Loosely based on an actual person who escaped into the wilderness in 1853 after being accused of a murder he didn’t commit, Grizzly Adams is a bearded, barrel-chested man (played by Dan Haggerty) who counts among his friends raccoons, skunks, ferrets, deer, coyotes, porcupines, an eagle and, of course, the abandoned grizzly bear cub who matures into a powerful companion named Ben.
Adams’s human companions are an old trader, Mad Jack the Mountain Man (Denver Pyle), and an Indian named Nakoma (Don Shanks). While Grizzly protects the wildlife from harm and aids people coming through the forest, he must watch out for bounty hunters seeking the price on his head.

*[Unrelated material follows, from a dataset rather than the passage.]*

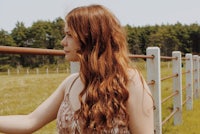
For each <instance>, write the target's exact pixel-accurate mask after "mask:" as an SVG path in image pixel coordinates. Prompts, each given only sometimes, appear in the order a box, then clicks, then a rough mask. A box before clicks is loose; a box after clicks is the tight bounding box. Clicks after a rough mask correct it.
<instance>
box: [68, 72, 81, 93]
mask: <svg viewBox="0 0 200 134" xmlns="http://www.w3.org/2000/svg"><path fill="white" fill-rule="evenodd" d="M78 78H79V75H78V76H77V77H76V78H75V79H74V80H73V81H72V83H71V85H70V87H69V89H68V92H67V94H69V93H70V91H71V88H72V86H73V85H74V83H75V82H76V80H77V79H78Z"/></svg>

The series ran on NBC from early 1977 until late 1978, but concluded more definitively with a 1982 television movie, “The Capture of Grizzly Adams,” in which a bounty hunter draws Grizzly back to civilization and Grizzly proves his innocence.
Among Mr. Sellier’s other films, usually as writer and producer, are “In Search of Noah’s Ark,” “In Search of Historic Jesus,” “The Bermuda Triangle” and “The Lincoln Conspiracy,” based on a 1977 book he wrote with David W. Balsiger. The book and movie theorized that Lincoln’s assassination resulted from a conspiracy involving Northern politicians determined to block his lenient Reconstruction policies.
Mr. Sellier’s television shows and mini-series include “Mark Twain’s America,” “George W. Bush: Faith in the White House” and “The Greatest Heroes of the Bible.”
Charles Edward Sellier Jr. was born in Pascagoula, Miss., on Nov. 9, 1943, the only child of Charles and Gladys Carson Sellier. His father was a shipping clerk working on the Gulf Coast. Mr. Sellier is survived by his wife of 25 years, Julie Magnuson, and a son, William.
Faith suffused his life. “He was born a Cajun Catholic, then became a Mormon and later an evangelical Christian,” Mr. Howard said of his friend. “He was very devout, studied the Bible and prayed every day without fail.”
Still, beyond the religious themes in much of his work, Mr. Sellier saw himself as a pragmatic businessman. He followed market research, he told The New York Times in 2006, producing films because he saw an appetite for them. “You may come back to me in five years and ask, ‘Why is the only thing you make sci-fi movies?’ ” he said.